Monday, December 7, 2009

Blogging with VWC Alumnae

I created a blog to help organize the Virginia Women’s Chorus’s 35th Anniversary Concert, which is coming up in the spring of 2010. My goal was to create a site where alumnae could stay connected with the chorus and with each other, and where they could find information about the concert and get involved easily. Essentially, I wanted to build a forum where my audience would feel included, well informed, and valued as members of the VWC network. I realized that the Internet allows for me to convey this kind of message in ways that other forms of media would not, and that different mediums inherently portray a certain message that shapes how they are used.



As my project progressed, I was always thinking of ways that I could make sure that the message I was trying to send to viewers was accurately reflected in the blog. For past anniversary concerts, the chorus had contacted alumnae through more traditional means like mail and telephone, and not via digital media. While this previously worked fairly well, it was both time-consuming during the creation and distribution process, but also required much more manual upkeep in terms of sustaining a correspondence between alumnae and the chorus (i.e., making regular phone calls, answering letters, etc.). I was also aware that as the use of social networking sites by some of the group’s older alumnae has increased, more of them have expressed interest in VWC becoming more accessible online. So, I did not only choose to take on a blog for VWC as my project because it was beneficial to the chorus, but because it appeared alumnae thought it would benefit them, as well. In simply choosing to put this content online, and not in another form of media, the audience assumes a certain streamlined quality of information, content that is easily navigable, and an ease of communication with the creator and with other viewers. These automatic assumptions would hold true for any viewers of a certain website or blog, not just my own. This shift in demand for the digitization of information and communication shows how different forms of media carry with them certain assumptions and values, and that as peoples’ lives are growing busier and increasingly ‘digitized’, the more they value having all of their resources in one place—which, apparently, is online.

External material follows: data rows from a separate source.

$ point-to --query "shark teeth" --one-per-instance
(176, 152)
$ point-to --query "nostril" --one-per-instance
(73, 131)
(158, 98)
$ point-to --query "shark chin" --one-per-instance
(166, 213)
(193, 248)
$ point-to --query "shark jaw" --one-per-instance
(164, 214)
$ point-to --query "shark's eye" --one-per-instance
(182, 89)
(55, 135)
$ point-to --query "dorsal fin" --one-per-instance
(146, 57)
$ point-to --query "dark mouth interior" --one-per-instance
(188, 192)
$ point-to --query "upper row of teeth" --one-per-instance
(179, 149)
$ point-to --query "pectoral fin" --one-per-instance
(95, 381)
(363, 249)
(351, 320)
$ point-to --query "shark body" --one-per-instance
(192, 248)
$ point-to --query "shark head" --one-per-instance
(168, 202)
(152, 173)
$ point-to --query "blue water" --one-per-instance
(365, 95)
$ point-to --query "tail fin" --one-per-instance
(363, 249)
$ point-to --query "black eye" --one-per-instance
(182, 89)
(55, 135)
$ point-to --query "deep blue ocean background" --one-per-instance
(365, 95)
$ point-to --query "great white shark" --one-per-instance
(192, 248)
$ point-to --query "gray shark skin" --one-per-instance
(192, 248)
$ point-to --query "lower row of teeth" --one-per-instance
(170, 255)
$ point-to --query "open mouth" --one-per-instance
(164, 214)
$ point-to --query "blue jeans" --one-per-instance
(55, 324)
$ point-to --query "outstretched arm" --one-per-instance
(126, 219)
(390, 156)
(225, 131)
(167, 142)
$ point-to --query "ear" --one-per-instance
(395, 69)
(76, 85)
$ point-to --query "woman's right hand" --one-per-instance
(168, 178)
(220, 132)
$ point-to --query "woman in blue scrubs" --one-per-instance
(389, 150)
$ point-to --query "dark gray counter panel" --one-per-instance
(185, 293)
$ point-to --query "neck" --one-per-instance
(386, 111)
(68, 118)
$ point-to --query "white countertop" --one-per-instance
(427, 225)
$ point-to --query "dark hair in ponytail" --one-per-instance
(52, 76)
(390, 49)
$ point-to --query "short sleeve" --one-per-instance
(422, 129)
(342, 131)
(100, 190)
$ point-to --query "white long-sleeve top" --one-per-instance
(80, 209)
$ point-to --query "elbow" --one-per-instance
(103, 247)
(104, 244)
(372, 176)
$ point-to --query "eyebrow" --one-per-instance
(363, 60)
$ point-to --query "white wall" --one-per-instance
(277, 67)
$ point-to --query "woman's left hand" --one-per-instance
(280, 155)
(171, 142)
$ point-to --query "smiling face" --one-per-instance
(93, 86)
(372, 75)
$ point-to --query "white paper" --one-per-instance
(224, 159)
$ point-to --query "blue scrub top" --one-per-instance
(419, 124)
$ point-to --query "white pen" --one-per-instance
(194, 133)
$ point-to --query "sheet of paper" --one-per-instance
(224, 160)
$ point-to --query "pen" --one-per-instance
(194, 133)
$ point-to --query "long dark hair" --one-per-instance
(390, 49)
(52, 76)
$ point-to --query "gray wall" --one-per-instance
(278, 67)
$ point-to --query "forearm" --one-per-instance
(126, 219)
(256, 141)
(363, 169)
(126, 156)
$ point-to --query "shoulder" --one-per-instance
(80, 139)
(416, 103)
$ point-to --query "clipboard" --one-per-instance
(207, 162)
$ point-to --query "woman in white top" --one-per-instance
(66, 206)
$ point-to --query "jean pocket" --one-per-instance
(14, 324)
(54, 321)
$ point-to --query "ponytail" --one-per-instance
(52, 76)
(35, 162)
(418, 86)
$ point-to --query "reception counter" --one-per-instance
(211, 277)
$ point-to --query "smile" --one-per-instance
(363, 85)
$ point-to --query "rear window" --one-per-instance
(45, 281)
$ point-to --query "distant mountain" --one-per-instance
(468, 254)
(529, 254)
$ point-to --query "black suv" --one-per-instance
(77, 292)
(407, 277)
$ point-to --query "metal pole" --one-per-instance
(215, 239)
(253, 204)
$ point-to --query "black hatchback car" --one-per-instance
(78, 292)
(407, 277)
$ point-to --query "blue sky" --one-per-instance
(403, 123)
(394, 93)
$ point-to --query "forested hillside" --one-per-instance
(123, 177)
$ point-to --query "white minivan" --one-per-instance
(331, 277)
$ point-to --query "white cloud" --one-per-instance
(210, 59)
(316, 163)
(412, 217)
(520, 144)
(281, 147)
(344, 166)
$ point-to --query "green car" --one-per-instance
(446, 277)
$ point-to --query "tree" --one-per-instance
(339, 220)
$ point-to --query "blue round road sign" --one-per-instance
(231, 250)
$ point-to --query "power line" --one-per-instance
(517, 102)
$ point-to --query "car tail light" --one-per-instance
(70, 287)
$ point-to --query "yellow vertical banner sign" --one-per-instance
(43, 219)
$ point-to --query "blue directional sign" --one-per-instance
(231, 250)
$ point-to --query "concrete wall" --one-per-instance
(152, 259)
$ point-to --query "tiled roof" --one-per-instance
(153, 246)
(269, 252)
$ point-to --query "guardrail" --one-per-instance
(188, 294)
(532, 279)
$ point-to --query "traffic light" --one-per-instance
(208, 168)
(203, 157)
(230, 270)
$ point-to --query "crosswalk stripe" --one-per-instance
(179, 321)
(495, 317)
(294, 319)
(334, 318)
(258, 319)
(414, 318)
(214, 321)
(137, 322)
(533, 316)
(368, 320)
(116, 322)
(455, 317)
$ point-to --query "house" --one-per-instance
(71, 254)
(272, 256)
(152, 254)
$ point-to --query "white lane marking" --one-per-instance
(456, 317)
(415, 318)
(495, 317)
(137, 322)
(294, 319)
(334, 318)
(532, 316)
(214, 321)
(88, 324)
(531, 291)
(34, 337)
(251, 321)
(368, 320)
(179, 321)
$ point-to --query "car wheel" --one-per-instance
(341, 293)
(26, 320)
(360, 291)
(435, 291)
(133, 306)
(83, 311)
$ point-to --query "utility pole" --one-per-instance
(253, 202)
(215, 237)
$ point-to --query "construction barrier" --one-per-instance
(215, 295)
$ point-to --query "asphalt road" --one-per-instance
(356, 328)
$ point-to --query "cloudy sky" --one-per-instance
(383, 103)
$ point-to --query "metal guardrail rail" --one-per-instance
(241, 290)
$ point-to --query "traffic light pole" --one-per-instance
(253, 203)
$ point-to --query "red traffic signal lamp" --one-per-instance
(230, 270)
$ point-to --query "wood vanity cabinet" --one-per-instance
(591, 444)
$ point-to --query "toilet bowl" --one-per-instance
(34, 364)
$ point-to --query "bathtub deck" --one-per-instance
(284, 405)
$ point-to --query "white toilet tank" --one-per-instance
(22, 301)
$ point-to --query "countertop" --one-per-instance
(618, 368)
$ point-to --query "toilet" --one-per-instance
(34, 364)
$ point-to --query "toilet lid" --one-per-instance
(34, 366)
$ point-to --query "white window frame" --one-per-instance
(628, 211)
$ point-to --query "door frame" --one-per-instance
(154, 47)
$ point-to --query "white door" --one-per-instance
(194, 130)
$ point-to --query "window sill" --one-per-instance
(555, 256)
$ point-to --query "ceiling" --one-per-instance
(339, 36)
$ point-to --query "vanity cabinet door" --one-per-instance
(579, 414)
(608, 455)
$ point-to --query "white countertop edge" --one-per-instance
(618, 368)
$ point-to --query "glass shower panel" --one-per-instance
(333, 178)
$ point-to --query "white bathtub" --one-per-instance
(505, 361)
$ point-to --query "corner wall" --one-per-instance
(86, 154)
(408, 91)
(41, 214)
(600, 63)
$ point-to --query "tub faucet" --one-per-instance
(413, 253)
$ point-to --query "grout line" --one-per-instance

Despite the extra effort required for older mediums, though, today those mediums are associated with a sense of personalization that the Internet is not. I struggled to find the ideal balance between what type of message I wanted to send to these women—that of efficiency and consolidation, or that of intimacy and maintaining a personal bond, both of which people value. Throughout my phases of distribution and promotion, I tried different techniques involving both old and new forms of media, and found that for my particular audience, the combination of digital and more traditional media channels reaped the best results in drawing attention to my blog. I realized that while each form of media conveys a certain message, the way in which the medium is promoted sends its own message, too, and has an impact on how successful that promoting tactic is. For instance, I first used the medium of standard mail to promote my blog, sending out “Save-the-Date” postcards for the concert, with the URL for my site on them and a blurb about using the site to find out more. I also promoted my blog by linking it to VWC’s Facebook pages and website, and was convinced this combination would be successful.


I found, however, that while the medium shapes the message, and I had covered this from several angles hoping to draw alumnae looking with different values in terms of receiving information, the message is also dependent on the social context and intended audience. Content on the Internet is capable of reaching an incredibly large audience on a global scale, but it can also be used for smaller groups, both those who are only acquainted virtually, and those who have a social bond outside of the digital sphere. In my particular case, my intended audience was a group of women whom were fairly interconnected, and all had the common thread of having been members of VWC. In a scenario where the intended audience was much wider, digital promotion would send the message of universality, drawing a larger scope in to the site. Here, though, I discovered that my blog needed to send a hybrid message of efficiency and interconnectedness through its content format, but a message of social intimacy and personalization in its promotion, in order to gain more attention. Since I came to this realization, I have combined these messages and have received a more positive response. By personalizing digital media—for example, having alumnae with many connections sending personalized emails to their former co-members with links to my blog—I have been able to reshape the message the medium of the Internet sends. It seems that the medium shapes the message, but then, the larger social context and the creator’s knowledge of how their audience perceives that medium shape it, too.